Cut cable causes internet and cellphone outages in Arctic Alaska

A ship in the water
The C/S IT Intrepid begins deploying subsea fiber in Unalaska. (Laurelin Kruse/KUCB)

Residents in North Slope and Northwest Alaska communities have been experiencing internet and cellphone outages this week after a fiber-optic undersea cable was cut, likely by ice.

Quintillion’s president, Mike McHale, said repairs are underway, but a full restoration of service by repair ships could take up to two months.

“This will be a long-term outage,” he said. “We’re talking about probably a six- to eight-week turnaround time for the ship to mobilize and for the ice to clear out of the region, but that is the current situation.”

McHale said Tuesday that the outage is impacting service in Kotzebue, Nome, Point Hope, Wainwright and Utqiagvik. He deferred to individual service providers in those communities for exact figures on affected customers.

GCI spokesperson Heather Handyside said in a statement Tuesday that customers across rural Alaska, especially in the communities McHale mentioned, “may experience slower internet and wireless service” due to the cut cable. GCI has transferred some service to satellite communications as well as its TERRA regional fiber and microwave network.

“GCI is coordinating closely with Quintillion to stay informed about plans for repair and restoral,” Handyside said. “We appreciate our customers’ patience until service is fully restored.”

According to McHale, the subsea cable was cut roughly 34 to 36 miles north of Oliktok Point, northwest of Deadhorse. It happened in waters about 90 feet deep. He likened the “ice scour” event to the seismic grinding that precedes an earthquake.

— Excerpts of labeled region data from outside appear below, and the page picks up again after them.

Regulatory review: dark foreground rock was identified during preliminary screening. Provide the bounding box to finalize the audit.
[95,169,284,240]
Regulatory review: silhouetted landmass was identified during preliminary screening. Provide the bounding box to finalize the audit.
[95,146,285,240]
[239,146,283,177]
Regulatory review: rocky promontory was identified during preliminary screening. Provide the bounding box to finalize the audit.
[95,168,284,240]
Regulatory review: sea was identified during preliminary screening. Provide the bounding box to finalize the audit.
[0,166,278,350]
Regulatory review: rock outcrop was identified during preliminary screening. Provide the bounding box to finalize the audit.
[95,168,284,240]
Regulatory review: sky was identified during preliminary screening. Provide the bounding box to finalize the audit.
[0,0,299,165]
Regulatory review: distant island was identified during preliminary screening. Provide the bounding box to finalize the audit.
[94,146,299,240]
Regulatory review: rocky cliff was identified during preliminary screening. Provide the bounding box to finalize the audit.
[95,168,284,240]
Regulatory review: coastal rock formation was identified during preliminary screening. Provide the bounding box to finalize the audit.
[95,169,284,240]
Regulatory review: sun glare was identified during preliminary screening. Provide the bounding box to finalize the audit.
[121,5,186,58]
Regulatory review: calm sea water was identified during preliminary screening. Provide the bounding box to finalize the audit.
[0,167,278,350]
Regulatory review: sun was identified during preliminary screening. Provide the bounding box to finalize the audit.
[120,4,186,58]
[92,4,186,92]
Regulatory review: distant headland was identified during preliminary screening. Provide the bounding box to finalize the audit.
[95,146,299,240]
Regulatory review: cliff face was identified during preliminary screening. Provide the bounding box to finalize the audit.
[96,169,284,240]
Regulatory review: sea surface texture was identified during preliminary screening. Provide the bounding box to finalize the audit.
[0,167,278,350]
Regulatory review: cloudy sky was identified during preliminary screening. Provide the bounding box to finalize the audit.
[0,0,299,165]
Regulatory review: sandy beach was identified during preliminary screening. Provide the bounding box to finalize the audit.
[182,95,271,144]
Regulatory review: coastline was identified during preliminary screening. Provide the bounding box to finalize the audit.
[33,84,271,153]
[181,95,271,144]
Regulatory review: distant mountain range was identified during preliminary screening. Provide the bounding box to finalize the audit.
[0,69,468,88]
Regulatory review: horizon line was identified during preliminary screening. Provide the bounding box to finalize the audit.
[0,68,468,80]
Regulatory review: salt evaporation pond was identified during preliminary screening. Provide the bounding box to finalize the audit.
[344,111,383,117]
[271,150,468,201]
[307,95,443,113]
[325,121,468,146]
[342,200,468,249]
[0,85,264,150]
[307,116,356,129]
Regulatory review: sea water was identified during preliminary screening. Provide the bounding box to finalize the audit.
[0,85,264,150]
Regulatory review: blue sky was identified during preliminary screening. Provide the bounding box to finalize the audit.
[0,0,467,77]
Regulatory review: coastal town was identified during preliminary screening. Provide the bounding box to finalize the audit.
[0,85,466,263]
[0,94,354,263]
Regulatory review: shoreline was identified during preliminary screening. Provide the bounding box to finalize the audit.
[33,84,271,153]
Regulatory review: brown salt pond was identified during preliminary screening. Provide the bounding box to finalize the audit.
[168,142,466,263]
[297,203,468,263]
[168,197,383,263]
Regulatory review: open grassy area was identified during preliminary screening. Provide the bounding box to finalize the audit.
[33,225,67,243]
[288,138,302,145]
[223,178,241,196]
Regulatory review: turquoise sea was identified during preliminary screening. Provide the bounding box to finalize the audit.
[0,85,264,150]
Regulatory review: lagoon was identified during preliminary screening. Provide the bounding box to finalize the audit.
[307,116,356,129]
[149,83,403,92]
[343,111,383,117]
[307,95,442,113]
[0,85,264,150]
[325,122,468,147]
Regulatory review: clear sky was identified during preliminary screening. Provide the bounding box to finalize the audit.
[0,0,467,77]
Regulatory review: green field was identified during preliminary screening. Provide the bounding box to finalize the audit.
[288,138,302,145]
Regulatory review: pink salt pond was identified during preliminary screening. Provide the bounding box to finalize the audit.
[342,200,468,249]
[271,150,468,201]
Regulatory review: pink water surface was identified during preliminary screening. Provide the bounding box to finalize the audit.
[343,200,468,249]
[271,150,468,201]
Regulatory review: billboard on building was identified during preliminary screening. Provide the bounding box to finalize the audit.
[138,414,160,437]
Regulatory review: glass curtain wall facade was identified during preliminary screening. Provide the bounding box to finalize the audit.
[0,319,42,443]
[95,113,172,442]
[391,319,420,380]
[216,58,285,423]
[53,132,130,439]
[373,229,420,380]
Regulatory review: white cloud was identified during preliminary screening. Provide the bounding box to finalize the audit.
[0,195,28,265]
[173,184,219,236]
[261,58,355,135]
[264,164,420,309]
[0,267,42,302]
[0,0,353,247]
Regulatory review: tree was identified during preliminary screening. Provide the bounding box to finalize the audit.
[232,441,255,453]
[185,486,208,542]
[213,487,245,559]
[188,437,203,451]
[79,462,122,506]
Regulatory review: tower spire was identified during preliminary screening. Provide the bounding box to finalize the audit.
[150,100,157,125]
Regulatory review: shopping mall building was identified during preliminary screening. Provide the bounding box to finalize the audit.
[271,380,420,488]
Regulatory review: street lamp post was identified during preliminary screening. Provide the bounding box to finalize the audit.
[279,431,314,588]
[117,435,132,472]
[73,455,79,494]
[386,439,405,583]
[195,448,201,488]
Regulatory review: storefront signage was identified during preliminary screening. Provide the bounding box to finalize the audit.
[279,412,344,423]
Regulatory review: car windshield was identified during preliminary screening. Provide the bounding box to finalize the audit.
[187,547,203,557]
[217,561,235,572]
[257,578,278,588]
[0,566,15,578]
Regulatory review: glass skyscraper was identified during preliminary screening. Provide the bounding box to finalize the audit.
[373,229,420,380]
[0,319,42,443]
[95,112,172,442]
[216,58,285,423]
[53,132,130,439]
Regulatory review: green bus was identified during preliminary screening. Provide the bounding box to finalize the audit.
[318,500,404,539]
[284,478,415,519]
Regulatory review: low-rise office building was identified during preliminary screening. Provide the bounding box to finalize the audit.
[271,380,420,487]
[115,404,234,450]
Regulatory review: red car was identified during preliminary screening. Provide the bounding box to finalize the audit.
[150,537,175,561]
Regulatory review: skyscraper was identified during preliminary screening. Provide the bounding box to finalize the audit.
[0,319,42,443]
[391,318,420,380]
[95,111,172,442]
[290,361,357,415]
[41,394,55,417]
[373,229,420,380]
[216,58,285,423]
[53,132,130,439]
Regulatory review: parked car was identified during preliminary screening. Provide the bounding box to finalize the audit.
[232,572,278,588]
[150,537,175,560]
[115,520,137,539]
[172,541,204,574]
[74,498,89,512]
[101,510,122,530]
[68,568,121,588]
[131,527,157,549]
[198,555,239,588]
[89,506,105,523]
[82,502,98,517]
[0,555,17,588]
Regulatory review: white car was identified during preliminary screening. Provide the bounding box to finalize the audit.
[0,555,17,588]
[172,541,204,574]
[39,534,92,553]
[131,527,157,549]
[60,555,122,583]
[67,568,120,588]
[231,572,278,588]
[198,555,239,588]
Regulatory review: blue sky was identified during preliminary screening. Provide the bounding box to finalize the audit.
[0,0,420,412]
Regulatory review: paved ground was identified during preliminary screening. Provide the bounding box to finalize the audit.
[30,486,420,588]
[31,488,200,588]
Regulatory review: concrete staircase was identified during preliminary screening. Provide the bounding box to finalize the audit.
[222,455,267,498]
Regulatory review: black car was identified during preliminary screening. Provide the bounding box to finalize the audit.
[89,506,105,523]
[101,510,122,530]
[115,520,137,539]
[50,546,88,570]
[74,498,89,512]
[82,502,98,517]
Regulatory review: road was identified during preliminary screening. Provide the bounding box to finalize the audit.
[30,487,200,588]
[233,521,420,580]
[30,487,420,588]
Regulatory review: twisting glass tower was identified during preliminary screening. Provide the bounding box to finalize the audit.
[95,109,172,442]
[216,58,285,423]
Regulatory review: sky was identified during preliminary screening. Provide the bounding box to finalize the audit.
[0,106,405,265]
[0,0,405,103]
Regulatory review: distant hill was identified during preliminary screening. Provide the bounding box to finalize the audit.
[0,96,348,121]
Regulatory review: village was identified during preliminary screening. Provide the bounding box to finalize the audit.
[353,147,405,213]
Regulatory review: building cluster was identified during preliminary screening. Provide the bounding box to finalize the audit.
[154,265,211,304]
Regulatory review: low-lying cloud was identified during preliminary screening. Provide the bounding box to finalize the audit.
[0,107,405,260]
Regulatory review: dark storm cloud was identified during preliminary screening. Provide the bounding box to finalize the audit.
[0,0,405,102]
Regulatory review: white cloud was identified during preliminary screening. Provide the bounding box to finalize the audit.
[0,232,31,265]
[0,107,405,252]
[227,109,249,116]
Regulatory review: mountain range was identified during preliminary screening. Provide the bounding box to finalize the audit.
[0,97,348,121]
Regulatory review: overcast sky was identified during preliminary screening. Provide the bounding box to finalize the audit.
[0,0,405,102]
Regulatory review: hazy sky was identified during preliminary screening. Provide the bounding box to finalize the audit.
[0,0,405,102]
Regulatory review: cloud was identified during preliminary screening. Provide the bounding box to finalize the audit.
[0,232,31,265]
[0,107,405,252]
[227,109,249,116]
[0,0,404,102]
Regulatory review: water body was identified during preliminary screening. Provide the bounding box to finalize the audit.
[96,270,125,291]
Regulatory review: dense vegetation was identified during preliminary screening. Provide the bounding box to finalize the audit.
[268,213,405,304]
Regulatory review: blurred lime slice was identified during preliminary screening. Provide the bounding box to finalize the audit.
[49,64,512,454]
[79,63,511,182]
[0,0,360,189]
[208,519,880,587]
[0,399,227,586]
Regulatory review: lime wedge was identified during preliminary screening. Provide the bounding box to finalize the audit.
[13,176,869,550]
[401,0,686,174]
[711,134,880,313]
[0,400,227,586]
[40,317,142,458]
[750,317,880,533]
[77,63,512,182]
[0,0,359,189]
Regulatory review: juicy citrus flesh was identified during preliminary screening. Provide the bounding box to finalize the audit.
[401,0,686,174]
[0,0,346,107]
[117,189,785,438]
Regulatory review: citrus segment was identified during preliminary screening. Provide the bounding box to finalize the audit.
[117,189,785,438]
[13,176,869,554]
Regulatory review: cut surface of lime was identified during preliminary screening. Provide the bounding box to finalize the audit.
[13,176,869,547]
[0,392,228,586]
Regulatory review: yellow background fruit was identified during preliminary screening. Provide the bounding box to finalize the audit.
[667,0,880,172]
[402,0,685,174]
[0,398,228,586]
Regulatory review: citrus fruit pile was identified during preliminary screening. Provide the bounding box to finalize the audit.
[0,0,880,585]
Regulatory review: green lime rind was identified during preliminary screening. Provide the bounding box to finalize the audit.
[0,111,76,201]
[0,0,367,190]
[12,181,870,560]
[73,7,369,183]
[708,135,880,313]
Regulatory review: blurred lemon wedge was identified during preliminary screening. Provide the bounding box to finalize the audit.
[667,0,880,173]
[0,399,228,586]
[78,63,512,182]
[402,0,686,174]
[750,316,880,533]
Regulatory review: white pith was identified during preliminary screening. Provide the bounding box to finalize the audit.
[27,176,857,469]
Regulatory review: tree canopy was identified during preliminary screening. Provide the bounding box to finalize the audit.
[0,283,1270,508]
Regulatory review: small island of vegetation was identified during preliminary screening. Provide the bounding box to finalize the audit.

Quintillion contractors laid some 1,200 miles of fiber-optic cable off Alaska’s northern and northwestern coasts in the summer of 2017 to connect to an overland fiber cable that the company extended from Fairbanks to Prudhoe Bay. (Quintillion graphic)

“It’s in an area where the land-fast ice and the sea ice kind of meet,” he said. “And so ice scour – which is essentially moving ice hitting the land ice and then (sinking) kind of like a tectonic plate – I suppose that it scarred the seabed floor, and then went down below the depth where we were buried.”

Parts of the cable near the cut are buried as deep as 10 feet beneath the seafloor, McHale said, a design feature intended to protect it from the elements. It wasn’t clear Tuesday how deep the cable was buried at the exact point of the cut, which will have to be identified by cameras aboard remotely operated vehicles.

“We decided to be protected against ice – you know, there was great care put into that,” he said. “But you get a force majeure event like – this looks like it was a very aggressive, aggressive event.”

Restoring service is an “all-hands-on-deck” priority for Quintillion, according to McHale, who plans to provide further public updates on Quintillion’s Facebook page. He said the outage is the subsea cable system’s first since service began in 2017.

“We’re the first and only company to attempt to build a subsea fiber optic network in the Arctic, and I think we’ve performed pretty well up to this point,” he said. “But, like I said again – Mother Nature.”